A SDD surgery, performed under either general anesthesia + epidural OR under ‘regional’ anesthesia / sedation + epidural, is generally used where 1) an individual has problems that are not related to dysplasia, 2) are too severe or in too expansive of a location to be addressed by a hip arthroscopy (because the scope would not be able to access all of the areas that require repair), or 3) had a scope and it failed. These problems are often times caused by Femoroacetabular Impingement (FAI). FAI is a condition of too much friction in the hip joint. Basically, the ball (head of the femur) and socket of the pelvis (acetabulum) rub abnormally creating damage to the hip joint, which may be caused by CAM, PINCER, or MIXED impingement. These impingements can cause damage to the cartilage, labrum, or bone. Click [HERE!] for more info on FAI.

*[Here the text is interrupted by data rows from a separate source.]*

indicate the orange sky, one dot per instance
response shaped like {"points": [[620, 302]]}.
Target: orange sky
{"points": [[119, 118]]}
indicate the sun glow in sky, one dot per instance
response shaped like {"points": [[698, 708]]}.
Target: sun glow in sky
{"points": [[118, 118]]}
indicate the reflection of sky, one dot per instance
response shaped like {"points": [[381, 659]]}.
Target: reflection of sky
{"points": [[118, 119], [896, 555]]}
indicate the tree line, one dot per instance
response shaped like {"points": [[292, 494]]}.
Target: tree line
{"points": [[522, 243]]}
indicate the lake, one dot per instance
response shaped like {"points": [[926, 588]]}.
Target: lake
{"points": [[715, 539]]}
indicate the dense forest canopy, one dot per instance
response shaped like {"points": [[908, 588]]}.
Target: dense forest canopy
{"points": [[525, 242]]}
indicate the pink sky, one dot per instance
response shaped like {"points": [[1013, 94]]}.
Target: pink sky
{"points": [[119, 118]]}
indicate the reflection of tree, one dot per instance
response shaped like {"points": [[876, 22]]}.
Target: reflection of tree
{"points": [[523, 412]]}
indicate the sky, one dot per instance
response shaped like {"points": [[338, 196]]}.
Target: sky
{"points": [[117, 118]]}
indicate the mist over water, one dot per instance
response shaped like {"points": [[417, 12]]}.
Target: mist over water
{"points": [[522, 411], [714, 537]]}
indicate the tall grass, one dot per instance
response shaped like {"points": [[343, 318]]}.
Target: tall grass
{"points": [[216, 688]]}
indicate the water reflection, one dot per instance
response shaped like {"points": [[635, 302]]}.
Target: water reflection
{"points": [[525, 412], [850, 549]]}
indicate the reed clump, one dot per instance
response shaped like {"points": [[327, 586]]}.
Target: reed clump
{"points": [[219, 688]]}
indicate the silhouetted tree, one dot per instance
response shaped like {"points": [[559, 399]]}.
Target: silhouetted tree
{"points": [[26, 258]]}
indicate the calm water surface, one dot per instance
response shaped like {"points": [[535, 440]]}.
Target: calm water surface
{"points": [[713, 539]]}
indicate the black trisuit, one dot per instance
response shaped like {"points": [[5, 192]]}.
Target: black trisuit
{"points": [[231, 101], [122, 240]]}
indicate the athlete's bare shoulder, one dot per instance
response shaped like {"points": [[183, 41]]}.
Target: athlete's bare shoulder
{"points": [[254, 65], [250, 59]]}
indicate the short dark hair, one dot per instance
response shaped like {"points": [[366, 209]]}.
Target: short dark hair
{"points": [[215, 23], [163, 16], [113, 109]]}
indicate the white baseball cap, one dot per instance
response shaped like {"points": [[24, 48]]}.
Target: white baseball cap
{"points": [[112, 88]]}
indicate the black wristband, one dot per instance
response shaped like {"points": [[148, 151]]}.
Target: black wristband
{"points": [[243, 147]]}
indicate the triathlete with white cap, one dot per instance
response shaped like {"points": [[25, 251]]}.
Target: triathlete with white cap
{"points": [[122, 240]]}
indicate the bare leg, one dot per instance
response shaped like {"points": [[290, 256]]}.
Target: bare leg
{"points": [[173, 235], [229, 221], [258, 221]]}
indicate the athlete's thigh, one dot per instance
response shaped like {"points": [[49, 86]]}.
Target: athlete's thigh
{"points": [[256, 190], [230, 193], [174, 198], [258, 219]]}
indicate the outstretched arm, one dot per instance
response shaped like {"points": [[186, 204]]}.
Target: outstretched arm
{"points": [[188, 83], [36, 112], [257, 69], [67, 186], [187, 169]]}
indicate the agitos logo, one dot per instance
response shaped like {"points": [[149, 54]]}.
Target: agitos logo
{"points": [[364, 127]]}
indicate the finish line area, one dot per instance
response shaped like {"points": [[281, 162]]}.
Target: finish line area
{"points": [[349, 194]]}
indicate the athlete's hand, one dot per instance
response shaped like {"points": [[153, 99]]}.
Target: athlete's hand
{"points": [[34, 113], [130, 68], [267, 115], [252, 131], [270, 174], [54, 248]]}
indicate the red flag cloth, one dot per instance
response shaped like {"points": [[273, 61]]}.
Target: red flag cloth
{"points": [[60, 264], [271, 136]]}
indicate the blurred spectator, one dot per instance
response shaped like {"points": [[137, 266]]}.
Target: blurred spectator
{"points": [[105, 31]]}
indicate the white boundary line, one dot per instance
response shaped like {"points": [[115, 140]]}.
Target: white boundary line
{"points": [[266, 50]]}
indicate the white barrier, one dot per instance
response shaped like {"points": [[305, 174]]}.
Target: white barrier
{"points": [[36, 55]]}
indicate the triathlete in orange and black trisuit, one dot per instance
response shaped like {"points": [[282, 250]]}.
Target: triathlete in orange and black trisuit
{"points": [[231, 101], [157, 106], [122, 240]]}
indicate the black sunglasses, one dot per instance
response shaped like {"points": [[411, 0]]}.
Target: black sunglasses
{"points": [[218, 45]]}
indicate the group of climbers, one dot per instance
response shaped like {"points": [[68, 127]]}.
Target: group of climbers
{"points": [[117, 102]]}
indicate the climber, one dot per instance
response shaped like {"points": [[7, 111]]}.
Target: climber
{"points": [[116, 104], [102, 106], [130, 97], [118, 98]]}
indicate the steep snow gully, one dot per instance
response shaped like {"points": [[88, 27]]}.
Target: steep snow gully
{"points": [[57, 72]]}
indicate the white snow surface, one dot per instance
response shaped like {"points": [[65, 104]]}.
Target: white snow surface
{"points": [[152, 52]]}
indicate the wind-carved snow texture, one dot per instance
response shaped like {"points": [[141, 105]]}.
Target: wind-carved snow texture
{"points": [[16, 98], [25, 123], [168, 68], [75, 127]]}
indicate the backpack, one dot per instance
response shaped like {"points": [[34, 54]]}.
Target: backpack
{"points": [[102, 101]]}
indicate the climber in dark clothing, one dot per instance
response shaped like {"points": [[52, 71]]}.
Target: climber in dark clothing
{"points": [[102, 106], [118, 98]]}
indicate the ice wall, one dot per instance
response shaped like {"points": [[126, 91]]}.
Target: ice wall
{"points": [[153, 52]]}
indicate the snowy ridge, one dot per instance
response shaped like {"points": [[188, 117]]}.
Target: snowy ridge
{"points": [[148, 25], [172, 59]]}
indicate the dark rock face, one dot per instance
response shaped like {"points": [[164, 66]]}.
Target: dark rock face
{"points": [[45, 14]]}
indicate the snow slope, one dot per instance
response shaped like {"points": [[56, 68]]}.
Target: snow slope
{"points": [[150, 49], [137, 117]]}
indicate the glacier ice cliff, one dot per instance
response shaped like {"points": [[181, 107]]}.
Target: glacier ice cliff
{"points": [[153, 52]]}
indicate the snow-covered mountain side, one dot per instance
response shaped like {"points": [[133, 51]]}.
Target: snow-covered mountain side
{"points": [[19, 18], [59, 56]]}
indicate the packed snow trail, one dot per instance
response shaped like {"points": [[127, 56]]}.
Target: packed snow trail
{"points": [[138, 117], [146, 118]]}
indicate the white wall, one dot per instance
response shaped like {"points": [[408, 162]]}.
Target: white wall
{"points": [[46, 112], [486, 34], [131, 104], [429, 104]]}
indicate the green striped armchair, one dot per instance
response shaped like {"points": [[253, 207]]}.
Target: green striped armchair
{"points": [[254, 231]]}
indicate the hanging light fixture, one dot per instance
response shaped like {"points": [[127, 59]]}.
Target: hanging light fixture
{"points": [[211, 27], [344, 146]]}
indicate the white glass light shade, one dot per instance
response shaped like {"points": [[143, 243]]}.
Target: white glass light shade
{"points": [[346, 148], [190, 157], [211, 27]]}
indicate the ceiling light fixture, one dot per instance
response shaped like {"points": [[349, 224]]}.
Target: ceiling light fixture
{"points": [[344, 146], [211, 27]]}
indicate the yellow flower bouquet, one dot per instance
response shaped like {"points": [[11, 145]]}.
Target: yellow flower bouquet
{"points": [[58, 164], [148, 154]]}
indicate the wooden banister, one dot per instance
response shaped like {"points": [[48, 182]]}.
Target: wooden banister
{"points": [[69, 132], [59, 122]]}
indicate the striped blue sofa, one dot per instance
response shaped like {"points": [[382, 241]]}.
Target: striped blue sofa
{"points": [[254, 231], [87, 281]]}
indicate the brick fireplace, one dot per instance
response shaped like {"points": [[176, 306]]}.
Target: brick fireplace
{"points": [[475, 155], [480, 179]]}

In addition, individuals who have Acetabular Retroversion (where the acetabulum is tipped too far forward) often need to have SDD surgery (click [HERE!] for more info on Acetabular Retroversion).
SDD surgery starts with a 6-10″ incision. Once inside, the surgeon breaks a small section of the thigh bone (called the greater trochanter) in a procedure called a trochanteric osteotomy. This little section of bone is the attachment point for several leg and glute muscles. By performing the trochanteric osteotomy, the surgeon is able to move the attached muscles (as opposed to cutting them and having to reattach them later) which provides the surgeon with access to the hip joint. The surgeon can then remove (dislocate) the entire ball of the femur from the socket (the acetabulum) of the pelvis (which, in my mind, is CRAZY because your leg is effectively disconnected from the body).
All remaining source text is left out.